6. The fixing device according to claim 1, wherein

the auxiliary duct is positioned in a direction parallel to a surface of the core holder opposing to the cover member by being engaged with the core holder or the coil bobbin, and is positioned in a direction perpendicular to the surface of the core holder opposing to the cover member by the cover member and the core holder being fixed with each other.

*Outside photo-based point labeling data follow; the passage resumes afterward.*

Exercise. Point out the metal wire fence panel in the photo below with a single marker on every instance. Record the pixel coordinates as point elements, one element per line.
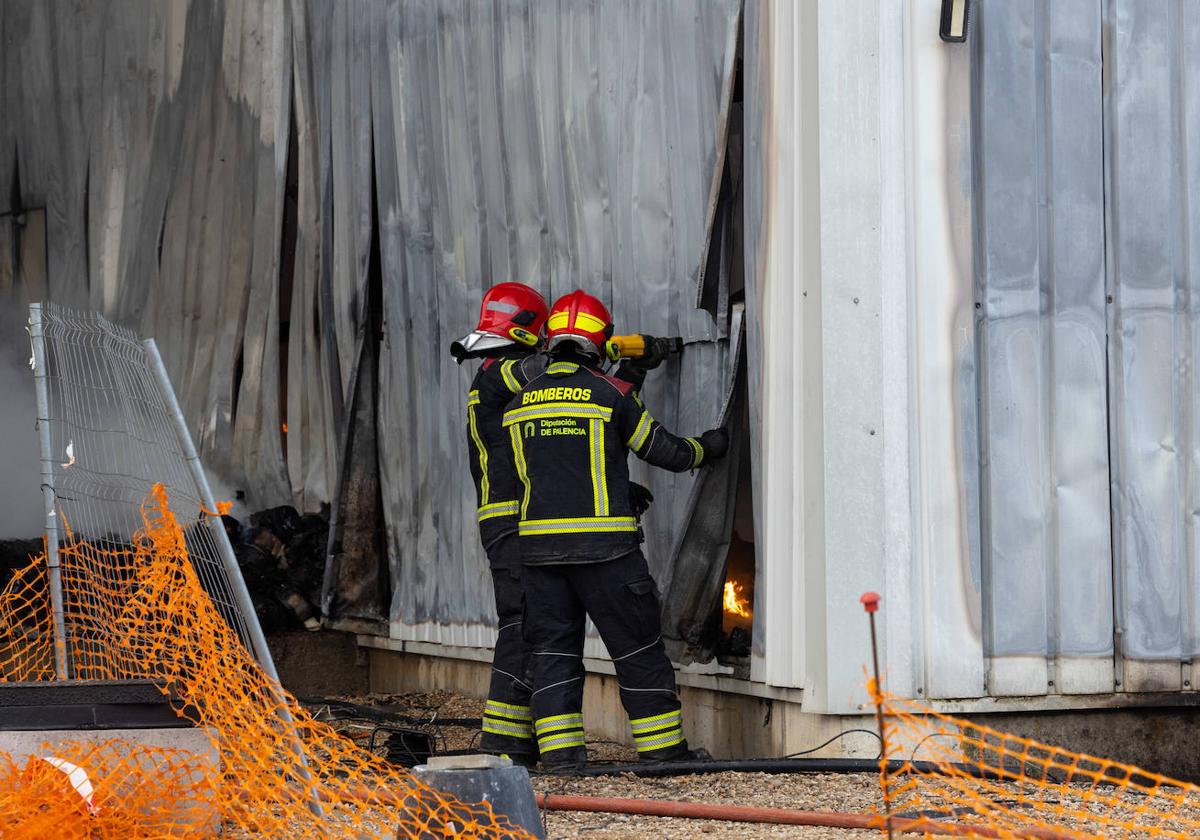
<point>113,435</point>
<point>268,759</point>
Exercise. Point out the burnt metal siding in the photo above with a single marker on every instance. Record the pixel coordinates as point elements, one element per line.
<point>1087,261</point>
<point>563,144</point>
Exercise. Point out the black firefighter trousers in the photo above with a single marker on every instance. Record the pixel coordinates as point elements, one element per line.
<point>508,723</point>
<point>623,603</point>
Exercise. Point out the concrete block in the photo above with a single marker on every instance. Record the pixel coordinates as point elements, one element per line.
<point>508,790</point>
<point>474,762</point>
<point>197,814</point>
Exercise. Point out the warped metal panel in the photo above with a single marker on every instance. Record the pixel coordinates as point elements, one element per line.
<point>564,145</point>
<point>1041,309</point>
<point>213,173</point>
<point>1155,280</point>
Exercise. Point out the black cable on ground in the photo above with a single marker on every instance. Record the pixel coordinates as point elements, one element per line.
<point>775,766</point>
<point>840,735</point>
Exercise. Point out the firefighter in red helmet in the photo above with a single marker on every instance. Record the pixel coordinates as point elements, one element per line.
<point>571,429</point>
<point>508,339</point>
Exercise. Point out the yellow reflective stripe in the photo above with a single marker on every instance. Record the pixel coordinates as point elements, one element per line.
<point>509,711</point>
<point>484,484</point>
<point>640,432</point>
<point>490,511</point>
<point>659,742</point>
<point>546,724</point>
<point>577,526</point>
<point>519,460</point>
<point>561,742</point>
<point>511,730</point>
<point>507,375</point>
<point>655,723</point>
<point>599,472</point>
<point>557,409</point>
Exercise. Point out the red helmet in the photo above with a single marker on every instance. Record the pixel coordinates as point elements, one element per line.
<point>580,318</point>
<point>510,313</point>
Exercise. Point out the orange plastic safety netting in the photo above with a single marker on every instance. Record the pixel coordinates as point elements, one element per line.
<point>141,612</point>
<point>959,777</point>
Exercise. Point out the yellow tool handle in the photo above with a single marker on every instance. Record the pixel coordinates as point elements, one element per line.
<point>625,347</point>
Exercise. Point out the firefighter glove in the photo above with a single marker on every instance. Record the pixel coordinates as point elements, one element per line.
<point>640,498</point>
<point>715,443</point>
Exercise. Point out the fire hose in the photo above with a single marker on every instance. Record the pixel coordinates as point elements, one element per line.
<point>780,816</point>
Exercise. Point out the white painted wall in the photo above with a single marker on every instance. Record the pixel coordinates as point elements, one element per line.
<point>864,287</point>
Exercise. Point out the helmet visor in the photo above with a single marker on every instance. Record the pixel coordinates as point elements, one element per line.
<point>477,342</point>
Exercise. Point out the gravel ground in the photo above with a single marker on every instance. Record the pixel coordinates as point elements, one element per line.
<point>856,793</point>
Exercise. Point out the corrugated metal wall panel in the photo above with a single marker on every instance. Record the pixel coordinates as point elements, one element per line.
<point>1155,280</point>
<point>1039,253</point>
<point>561,144</point>
<point>1087,264</point>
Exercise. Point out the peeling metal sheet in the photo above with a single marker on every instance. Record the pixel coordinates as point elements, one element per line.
<point>571,144</point>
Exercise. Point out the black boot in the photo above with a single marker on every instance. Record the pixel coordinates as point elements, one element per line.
<point>678,753</point>
<point>571,759</point>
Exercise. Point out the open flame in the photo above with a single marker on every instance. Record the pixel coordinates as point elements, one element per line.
<point>735,604</point>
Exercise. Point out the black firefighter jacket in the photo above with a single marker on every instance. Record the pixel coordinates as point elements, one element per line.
<point>571,429</point>
<point>490,451</point>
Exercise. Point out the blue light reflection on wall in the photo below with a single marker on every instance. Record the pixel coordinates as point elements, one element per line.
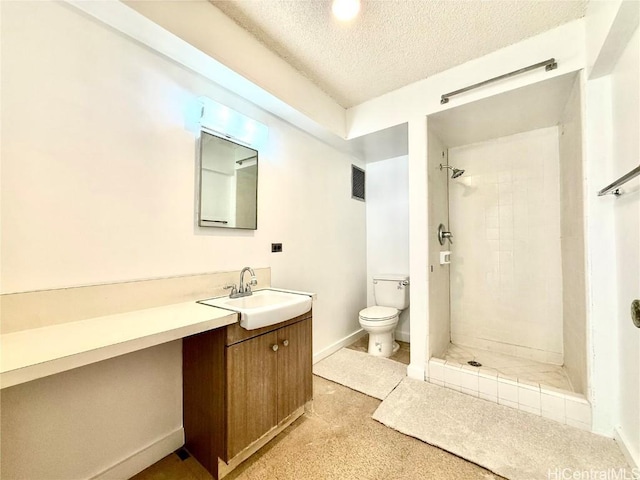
<point>227,121</point>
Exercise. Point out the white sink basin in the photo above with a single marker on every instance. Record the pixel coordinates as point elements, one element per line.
<point>263,307</point>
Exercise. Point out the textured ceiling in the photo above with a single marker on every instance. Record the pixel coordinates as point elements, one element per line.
<point>392,43</point>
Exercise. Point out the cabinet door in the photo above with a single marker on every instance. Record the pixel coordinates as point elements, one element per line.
<point>251,391</point>
<point>294,367</point>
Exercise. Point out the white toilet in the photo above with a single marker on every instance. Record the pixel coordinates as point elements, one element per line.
<point>391,293</point>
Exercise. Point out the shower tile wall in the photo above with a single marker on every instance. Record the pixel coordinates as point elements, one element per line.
<point>506,267</point>
<point>439,307</point>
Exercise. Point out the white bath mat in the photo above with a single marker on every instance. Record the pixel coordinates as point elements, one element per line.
<point>511,443</point>
<point>373,376</point>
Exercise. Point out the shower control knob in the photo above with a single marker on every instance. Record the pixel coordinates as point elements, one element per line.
<point>444,235</point>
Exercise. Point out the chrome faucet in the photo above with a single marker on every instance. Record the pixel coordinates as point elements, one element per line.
<point>244,290</point>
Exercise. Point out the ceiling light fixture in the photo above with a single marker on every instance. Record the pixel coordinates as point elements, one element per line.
<point>345,10</point>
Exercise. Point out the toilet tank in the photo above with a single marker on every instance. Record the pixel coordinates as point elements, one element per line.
<point>391,290</point>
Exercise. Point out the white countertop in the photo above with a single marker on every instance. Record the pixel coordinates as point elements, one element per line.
<point>37,353</point>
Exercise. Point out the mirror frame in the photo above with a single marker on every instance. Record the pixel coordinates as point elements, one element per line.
<point>199,145</point>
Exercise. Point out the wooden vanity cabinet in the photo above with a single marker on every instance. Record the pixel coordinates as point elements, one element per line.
<point>259,384</point>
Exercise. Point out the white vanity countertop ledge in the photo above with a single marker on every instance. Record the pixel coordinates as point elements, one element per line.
<point>30,354</point>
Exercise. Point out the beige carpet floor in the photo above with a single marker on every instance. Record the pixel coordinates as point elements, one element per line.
<point>509,442</point>
<point>374,376</point>
<point>337,440</point>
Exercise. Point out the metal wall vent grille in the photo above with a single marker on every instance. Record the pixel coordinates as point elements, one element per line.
<point>357,183</point>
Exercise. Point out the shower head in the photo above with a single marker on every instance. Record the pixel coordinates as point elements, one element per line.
<point>455,173</point>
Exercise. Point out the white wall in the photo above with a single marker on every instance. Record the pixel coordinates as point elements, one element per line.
<point>387,201</point>
<point>625,153</point>
<point>506,270</point>
<point>572,241</point>
<point>611,138</point>
<point>439,301</point>
<point>98,186</point>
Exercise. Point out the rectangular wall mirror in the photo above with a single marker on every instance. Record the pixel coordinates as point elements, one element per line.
<point>228,184</point>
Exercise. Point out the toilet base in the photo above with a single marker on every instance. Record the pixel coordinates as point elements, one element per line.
<point>382,344</point>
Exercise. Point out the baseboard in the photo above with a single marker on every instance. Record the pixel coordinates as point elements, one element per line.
<point>624,447</point>
<point>348,340</point>
<point>403,336</point>
<point>416,371</point>
<point>144,458</point>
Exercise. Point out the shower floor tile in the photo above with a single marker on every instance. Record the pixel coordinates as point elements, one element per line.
<point>515,367</point>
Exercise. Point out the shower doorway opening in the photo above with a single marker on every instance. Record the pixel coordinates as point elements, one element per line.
<point>507,289</point>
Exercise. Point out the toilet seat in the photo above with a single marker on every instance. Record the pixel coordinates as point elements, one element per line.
<point>378,313</point>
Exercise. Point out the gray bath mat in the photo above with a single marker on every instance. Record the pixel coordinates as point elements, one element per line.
<point>373,376</point>
<point>511,443</point>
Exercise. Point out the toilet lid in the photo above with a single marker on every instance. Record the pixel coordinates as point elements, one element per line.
<point>378,313</point>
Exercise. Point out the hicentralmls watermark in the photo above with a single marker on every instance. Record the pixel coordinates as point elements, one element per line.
<point>607,474</point>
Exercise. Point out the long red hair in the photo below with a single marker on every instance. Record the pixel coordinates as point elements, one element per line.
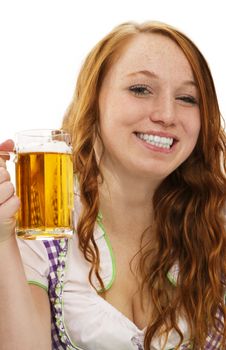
<point>188,204</point>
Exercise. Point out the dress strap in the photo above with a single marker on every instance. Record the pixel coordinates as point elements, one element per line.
<point>57,254</point>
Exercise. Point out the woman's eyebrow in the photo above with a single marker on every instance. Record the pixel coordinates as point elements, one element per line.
<point>156,76</point>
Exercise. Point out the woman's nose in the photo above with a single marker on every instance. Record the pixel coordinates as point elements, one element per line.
<point>163,111</point>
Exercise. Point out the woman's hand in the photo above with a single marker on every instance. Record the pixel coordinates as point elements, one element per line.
<point>9,202</point>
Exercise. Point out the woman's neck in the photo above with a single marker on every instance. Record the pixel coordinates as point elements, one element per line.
<point>126,204</point>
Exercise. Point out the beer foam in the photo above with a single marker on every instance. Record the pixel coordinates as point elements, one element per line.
<point>51,147</point>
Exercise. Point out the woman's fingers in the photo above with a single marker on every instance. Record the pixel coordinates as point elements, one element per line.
<point>6,191</point>
<point>9,208</point>
<point>4,175</point>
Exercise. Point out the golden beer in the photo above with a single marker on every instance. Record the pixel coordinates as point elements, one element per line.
<point>44,184</point>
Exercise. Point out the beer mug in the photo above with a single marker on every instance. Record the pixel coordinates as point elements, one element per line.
<point>44,184</point>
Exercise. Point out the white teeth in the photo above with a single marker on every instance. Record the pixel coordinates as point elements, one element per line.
<point>164,142</point>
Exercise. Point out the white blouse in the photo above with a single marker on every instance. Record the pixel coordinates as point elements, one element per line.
<point>91,322</point>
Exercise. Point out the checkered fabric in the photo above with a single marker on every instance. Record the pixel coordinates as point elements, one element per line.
<point>55,250</point>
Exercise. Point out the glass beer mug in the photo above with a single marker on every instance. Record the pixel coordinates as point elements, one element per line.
<point>44,184</point>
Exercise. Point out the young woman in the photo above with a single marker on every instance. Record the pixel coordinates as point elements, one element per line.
<point>146,267</point>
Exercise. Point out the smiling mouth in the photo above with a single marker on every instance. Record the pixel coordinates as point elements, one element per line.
<point>156,140</point>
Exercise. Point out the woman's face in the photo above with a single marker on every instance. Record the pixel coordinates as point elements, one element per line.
<point>149,109</point>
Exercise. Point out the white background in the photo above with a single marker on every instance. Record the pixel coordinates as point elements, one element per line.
<point>43,43</point>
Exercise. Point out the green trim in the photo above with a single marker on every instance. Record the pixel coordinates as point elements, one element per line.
<point>107,240</point>
<point>38,284</point>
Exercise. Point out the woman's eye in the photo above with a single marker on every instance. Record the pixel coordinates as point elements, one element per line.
<point>140,90</point>
<point>188,99</point>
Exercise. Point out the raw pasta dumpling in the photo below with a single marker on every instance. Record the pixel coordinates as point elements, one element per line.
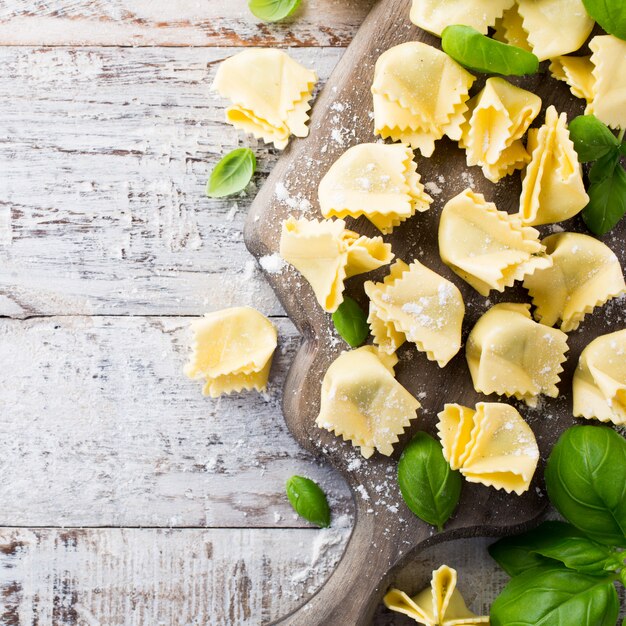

7. An image forming apparatus comprising a fixing device, the fixing device including:

a heating member including an induction heat generation layer;

a pressurizing member to be pressed to the heating member at a predetermined pressure; and

an induction heating portion including: a coil that is wound in a loop manner along a longitudinal direction of the heating member and generates magnetic flux for heating the heating member by induction heating; a magnetic core that is arranged, in the vicinity of the coil, in a direction perpendicular to a conveyance direction of a recording medium, and conducts the magnetic flux into the induction heat generation layer of the heating member; a coil bobbin provided opposing to a surface of the heating member, the coil being attached on an attachment surface of the coil bobbin opposite to a surface thereof opposing to the heating member; a core holder provided opposing to the coil bobbin, the magnetic core being attached on the core holder; a cover member attached to the coil bobbin so as to cover the magnetic core and the coil; and an auxiliary duct provided between the cover member and the core holder, the auxiliary duct communicating with an intake hole provided at one end in a longitudinal direction of the cover member, and the auxiliary duct having opening holes overlapping with some of a plurality of holder opening portions formed on the core holder,

the induction heating portion being configured to heat the induction heat generation layer of the heating member by induction heating by the magnetic flux, wherein

air is caused to flow into between the core holder and the coil bobbin via the auxiliary duct and the holder opening portions from the intake hole, and the air warmed by heat of the coil is discharged from an exhaust hole formed at the other end of the cover member, thereby adjusting the flowing amount of air flowing in a longitudinal direction of the coil.